# DSL-Verfügbarkeit verwirrend!?



## Invisiblo (6. Mai 2012)

*DSL-Verfügbarkeit verwirrend!?*

Hallo,

da ich demnächst umziehen werde, brauche ich natürlich auch einen neuen DSL-Anschluss. 

Um zu schauen was geht, hab ich dann mal bei der Telekom die Verfügbarkeit kontrolliert. Das Ergebnis verwirrt mich allerdings:

_Call & Surf Basic (mit bis zu 3072 kbit/s)
Call & Surf Comfort (mit bis zu 16.000 kbit/s)_

Wieso geht unter Basic (was ja eig. auch bis 16000 offen ist) nur ein DSL 3000 und mit Comfort geht am selben Standort plötzlich 16000? Das verstehe ich nicht. 

Dann habe ich noch gelesen, dass das durch einen sogenannten neuen "IP-Anschluss" möglich gemacht wird, allerdings kann ich mir dadrunter auch nichts vorstellen und die Telekom-Seite ist da auch nicht gerade selbsterklärend. 
Ist es richtig, dass bei einem "gewöhnlichen" Telefonanschluss in der Wohnung lediglich DSL 3000 möglich ist, wenn die Telekom da aber einen neuen Anschluss reinbaut trotz gleicher Leitungen plötzlich 16000 geht!? 

Ich hoffe ihr könnt mir da auf die Sprünge helfen! DSL 3000 wäre wirklich nicht so prickelnd.

MfG


----------



## MATRIX KILLER (6. Mai 2012)

*AW: DSL-Verfügbarkeit verwirrend!?*

Warum Rufst du nicht da mal an.Ist ja Kostenfrei.
Vielleicht erfährst du dan etwas mehr.


----------



## Gast12348 (6. Mai 2012)

*AW: DSL-Verfügbarkeit verwirrend!?*

Das ist ganz einfach, die leitung scheint nicht mehr als max 3mbit herzugeben, beim Call&Surf Comfort gibts aber nur die Option bis zu 16mbit ( ohne aufpreis momentan, ansonst normal 6mbit und 16mbit mit aufpreis )
Bei Call&Surf Basic gibts die Option 3mbit, 6mbit und 16mbit. 

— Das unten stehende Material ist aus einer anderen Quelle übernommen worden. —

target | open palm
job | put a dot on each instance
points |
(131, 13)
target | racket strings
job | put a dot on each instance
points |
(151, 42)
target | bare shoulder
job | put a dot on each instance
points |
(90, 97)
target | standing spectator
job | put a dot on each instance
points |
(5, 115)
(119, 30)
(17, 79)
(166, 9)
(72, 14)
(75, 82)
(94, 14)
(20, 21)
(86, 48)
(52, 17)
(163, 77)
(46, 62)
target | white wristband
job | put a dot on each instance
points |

Daher bekommst du auch bei Call&Surf Comfort auch bis zu 16mbit angezeigt, sehr wichtig zu beachten ist die angabe "*Bis zu 16mbit"
*Das bedeutet das wenn 16mbit zur verfügung stehen, du 16mbit bekommst, wenn aber nur 3mbit zur verfügung stehen, bekommst du auch nur 3mbit. 

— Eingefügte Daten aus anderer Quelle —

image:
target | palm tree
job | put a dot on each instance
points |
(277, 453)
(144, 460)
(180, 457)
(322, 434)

Warum ich das weiß, weil ich lange zeit selbst den gleichen mist gehabt hab, nur damals gabs nicht das angebot also wurde mir statt Call Surf Comfort 16mbit einfach nen 6mbit gedrosselt auf 3mbit zur verfügung gestellt. Ist auch alles legitim, steht im kleingedruckten in den AGBs

Achja hingewiesen wirst du meist von der Telekom wenn du den vertrag abschliest, das du nicht die volle leistung bekommen kannst, hatte damals ja auch 16mbit gebucht, Tcom hat mich angerufen und mir dann gesagt das sie zwar 16mbit vertrag machen können mehr als 3mbit gibts aber nicht, daher soll ich einfach nen 6mbit nehmen somit zahl ich nicht extra geld für ne Leistung die nicht erbracht werden kann.


----------



## K3n$! (6. Mai 2012)

*AW: DSL-Verfügbarkeit verwirrend!?*

Prüf dann als Alternative mal bei den anderen Anbietern: 

https://www.check24.de/dsl-vergleich/


----------



## Invisiblo (7. Mai 2012)

*AW: DSL-Verfügbarkeit verwirrend!?*

Hey,

danke für den Vergleich. Der zeigt mir aber nur 16000er Tarife an, die mit der Realität nichts zu tun haben.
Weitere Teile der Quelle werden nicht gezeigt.